Always Slice Against the Grain
This is the most important technical rule for bavette and it is non-negotiable. Bavette has a pronounced, visible grain — long muscle fibres that run along the length of the cut. Slice with the grain and you're eating long, chewy fibres that work against you. Slice against the grain — at a 90° angle to those fibres, ideally at a slight diagonal — and you shorten them dramatically, producing slices that are tender, yielding and deeply satisfying. Look at the cut, identify the direction of the grain, and cut across it. Every time.
🔥 How to Identify the Grain
Hold the rested bavette up to the light before slicing. You'll see fine parallel lines running along the length of the meat — those are the muscle fibres. Your knife should travel perpendicular to those lines, not parallel. If in doubt, make a small test cut at the thinner end of the bavette and check the cross-section. You'll immediately see whether you're cutting with or against the grain.
Pan vs BBQ Which Cooking Method Is Best for Bavette?
Both work brilliantly — but they produce slightly different results:
BBQ / Charcoal Grill
The preferred method for our butchers. Charcoal adds a smokiness that complements bavette's bold character naturally, and the dry heat of the grill builds a crust that a pan can't quite replicate. If you've marinated the bavette, the BBQ caramelises the sugars in the marinade to produce an incredible charred exterior. Cook directly over high coals, 2–3 minutes per side, rest on the board away from heat. Our BBQ technique guide covers the setup in detail.
Cast Iron Pan
The indoor alternative and equally excellent for producing a deep, dark crust. Get the pan screaming hot before anything goes near it — you should be able to hold your hand 10cm above the surface for no more than two seconds. No oil in the pan; oil on the meat. Sear hard, flip once, rest properly. A cast iron pan retains heat better than stainless steel and produces a more even crust — invest in one if you haven't already. It will outlast everything else in your kitchen.

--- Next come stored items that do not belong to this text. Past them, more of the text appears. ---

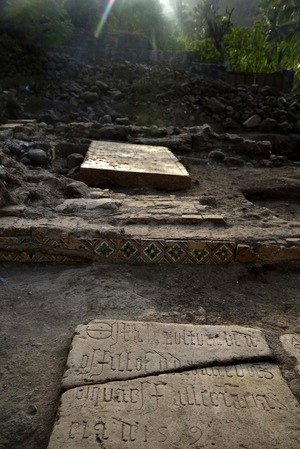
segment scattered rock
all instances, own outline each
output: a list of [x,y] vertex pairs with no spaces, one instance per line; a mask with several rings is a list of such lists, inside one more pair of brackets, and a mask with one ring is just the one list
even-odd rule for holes
[[112,118],[111,118],[110,115],[107,114],[107,115],[104,115],[103,117],[101,117],[99,122],[103,123],[103,124],[105,124],[105,123],[112,123]]
[[237,157],[226,157],[224,159],[224,164],[229,167],[243,167],[245,165],[245,162]]
[[282,122],[278,124],[278,128],[283,133],[288,133],[289,131],[292,131],[293,125],[289,122]]
[[109,87],[106,83],[104,83],[103,81],[97,80],[95,82],[96,86],[98,87],[98,89],[106,91],[109,90]]
[[272,118],[266,118],[260,124],[260,131],[262,132],[271,132],[277,126],[277,121]]
[[45,165],[49,161],[46,151],[39,148],[30,149],[26,158],[34,165]]
[[69,169],[74,167],[79,167],[84,161],[84,156],[82,154],[73,153],[67,157],[67,167]]
[[82,99],[86,103],[96,103],[96,101],[98,101],[99,97],[96,92],[84,92],[82,94]]
[[70,182],[64,189],[65,198],[84,198],[88,196],[89,188],[84,182]]
[[244,123],[243,126],[246,128],[257,128],[261,123],[261,117],[258,114],[252,115],[250,118],[248,118]]
[[116,118],[115,122],[117,125],[130,125],[130,120],[128,117]]
[[222,112],[225,109],[225,105],[223,103],[221,103],[219,100],[217,100],[216,98],[214,98],[214,97],[209,98],[207,100],[207,107],[212,112],[216,112],[216,113]]
[[213,150],[209,153],[208,159],[216,162],[222,162],[225,159],[225,154],[221,150]]

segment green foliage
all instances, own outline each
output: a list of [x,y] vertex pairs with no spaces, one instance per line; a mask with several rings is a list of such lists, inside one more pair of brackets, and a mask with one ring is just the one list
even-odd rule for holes
[[59,0],[7,0],[4,12],[11,31],[35,45],[58,45],[72,29]]
[[[225,44],[232,70],[241,72],[268,72],[270,45],[262,24],[257,23],[253,29],[233,26],[226,36]],[[273,70],[273,69],[272,69]]]
[[221,64],[221,53],[216,49],[212,39],[198,39],[186,42],[186,50],[194,51],[201,62]]

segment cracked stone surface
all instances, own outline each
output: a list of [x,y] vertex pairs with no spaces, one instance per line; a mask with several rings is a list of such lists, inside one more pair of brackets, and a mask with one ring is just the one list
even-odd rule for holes
[[93,141],[80,168],[87,185],[114,183],[186,189],[191,178],[176,156],[165,147]]
[[300,375],[300,334],[287,334],[280,337],[285,351],[297,360],[296,373]]
[[298,424],[276,365],[218,366],[71,389],[48,449],[295,449]]
[[75,331],[63,388],[271,356],[259,329],[94,320]]

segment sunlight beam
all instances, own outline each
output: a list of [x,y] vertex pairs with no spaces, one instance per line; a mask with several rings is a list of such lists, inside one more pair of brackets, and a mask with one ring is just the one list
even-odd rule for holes
[[100,22],[99,22],[99,24],[98,24],[98,26],[96,28],[96,31],[95,31],[95,34],[94,34],[96,38],[98,38],[100,36],[101,31],[103,30],[103,27],[104,27],[104,25],[105,25],[105,23],[106,23],[106,21],[108,19],[108,16],[110,14],[110,11],[111,11],[112,7],[114,6],[115,1],[116,0],[109,0],[107,6],[105,8],[105,11],[104,11],[104,13],[103,13],[103,15],[101,17],[101,20],[100,20]]

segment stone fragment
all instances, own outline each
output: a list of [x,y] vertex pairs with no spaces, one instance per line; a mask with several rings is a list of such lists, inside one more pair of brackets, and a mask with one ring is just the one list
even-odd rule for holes
[[295,397],[276,365],[259,363],[71,389],[48,449],[296,449],[299,441]]
[[257,128],[260,125],[261,117],[258,114],[252,115],[243,123],[246,128]]
[[191,178],[183,165],[164,147],[93,141],[80,169],[86,184],[153,186],[186,189]]
[[76,329],[63,387],[269,356],[259,329],[95,320]]
[[286,334],[280,337],[285,351],[297,360],[296,372],[300,374],[300,334]]

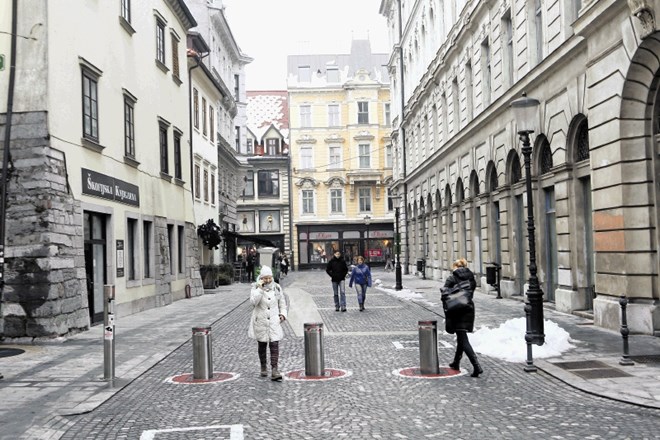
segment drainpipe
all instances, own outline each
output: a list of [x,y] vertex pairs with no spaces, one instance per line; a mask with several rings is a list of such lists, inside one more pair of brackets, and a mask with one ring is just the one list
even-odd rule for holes
[[[7,91],[7,113],[5,119],[5,140],[2,155],[2,192],[0,193],[0,319],[2,319],[2,332],[4,337],[4,319],[2,318],[2,305],[5,290],[5,230],[7,227],[7,185],[9,174],[9,143],[11,140],[11,119],[14,110],[14,83],[16,81],[16,32],[18,27],[18,0],[11,3],[11,49],[9,51],[9,87]],[[0,375],[1,377],[1,375]]]
[[[289,254],[293,252],[293,219],[291,217],[291,207],[293,206],[293,194],[291,191],[291,183],[293,179],[291,177],[291,145],[289,145],[289,154],[288,154],[288,163],[287,163],[287,172],[289,174]],[[298,254],[296,252],[296,254]],[[291,256],[291,255],[289,255]],[[290,269],[294,270],[293,258],[289,261],[291,265]]]
[[410,244],[408,241],[408,236],[410,231],[408,228],[408,183],[406,182],[406,130],[403,128],[403,112],[406,107],[406,96],[404,92],[404,83],[403,83],[403,17],[401,14],[401,0],[397,2],[399,7],[399,88],[401,89],[401,122],[399,123],[399,142],[401,143],[401,156],[403,158],[403,212],[406,221],[406,263],[403,268],[403,273],[408,275],[410,270],[408,266],[410,265]]
[[[188,55],[190,56],[190,55]],[[192,96],[192,70],[199,67],[201,58],[199,54],[195,52],[193,55],[195,59],[195,65],[188,67],[188,136],[190,137],[190,196],[192,197],[193,202],[193,218],[195,218],[195,175],[193,174],[193,164],[195,162],[193,157],[193,96]]]

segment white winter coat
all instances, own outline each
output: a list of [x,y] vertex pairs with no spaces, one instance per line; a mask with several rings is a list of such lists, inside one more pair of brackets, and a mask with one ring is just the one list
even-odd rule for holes
[[259,342],[279,341],[284,338],[279,315],[285,318],[287,316],[286,299],[280,285],[274,281],[263,287],[257,283],[252,284],[250,303],[253,309],[248,336]]

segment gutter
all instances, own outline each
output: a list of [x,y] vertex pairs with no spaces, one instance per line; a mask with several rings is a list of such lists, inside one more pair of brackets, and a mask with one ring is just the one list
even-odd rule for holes
[[[406,182],[406,130],[403,128],[403,121],[404,121],[404,110],[406,108],[406,97],[405,97],[405,92],[404,92],[404,82],[403,82],[403,18],[401,16],[401,1],[399,0],[397,2],[397,5],[399,7],[399,73],[401,76],[401,123],[399,125],[399,139],[401,142],[401,150],[402,150],[402,157],[403,157],[403,212],[405,215],[405,221],[408,221],[408,183]],[[410,265],[410,243],[409,243],[409,237],[410,231],[408,230],[408,226],[406,225],[406,262],[405,262],[405,267],[403,273],[408,275],[410,273],[410,269],[408,266]]]
[[[7,113],[5,119],[5,140],[2,155],[2,191],[0,193],[0,319],[2,318],[2,304],[5,290],[5,230],[7,228],[7,185],[9,168],[9,144],[11,141],[11,123],[14,111],[14,84],[16,82],[16,32],[18,27],[18,0],[12,0],[11,4],[11,49],[9,57],[9,86],[7,91]],[[4,337],[4,319],[2,320],[2,332]],[[2,375],[0,375],[2,378]]]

Finishing Touches What to Serve With Bavette Steak
Bavette is one of the most versatile cuts we sell. Sliced and served simply with chimichurri and good bread, it's a ten-minute dinner that feels like far more effort than it was. Beyond that, the options are wide:
Chimichurri & Crispy Potatoes
The combination that never fails. Roast potatoes in beef dripping until deeply golden and crisp, serve alongside sliced bavette with a generous bowl of chimichurri for spooning. Add a simple green salad dressed with lemon and olive oil and you have one of the finest plates of food imaginable for the effort involved. For the chimichurri recipe, see our Sides & Sauces guide.
Bavette Steak Salad
Slice rested bavette thinly against the grain and lay over a bed of peppery rocket, shaved parmesan, cherry tomatoes and toasted pine nuts. Dress with a mustardy red wine vinaigrette and finish with a squeeze of lemon. The Wagyu Bavette is particularly well suited to this treatment — the richness of the Wagyu fat against the sharpness of the dressing is a genuinely outstanding combination.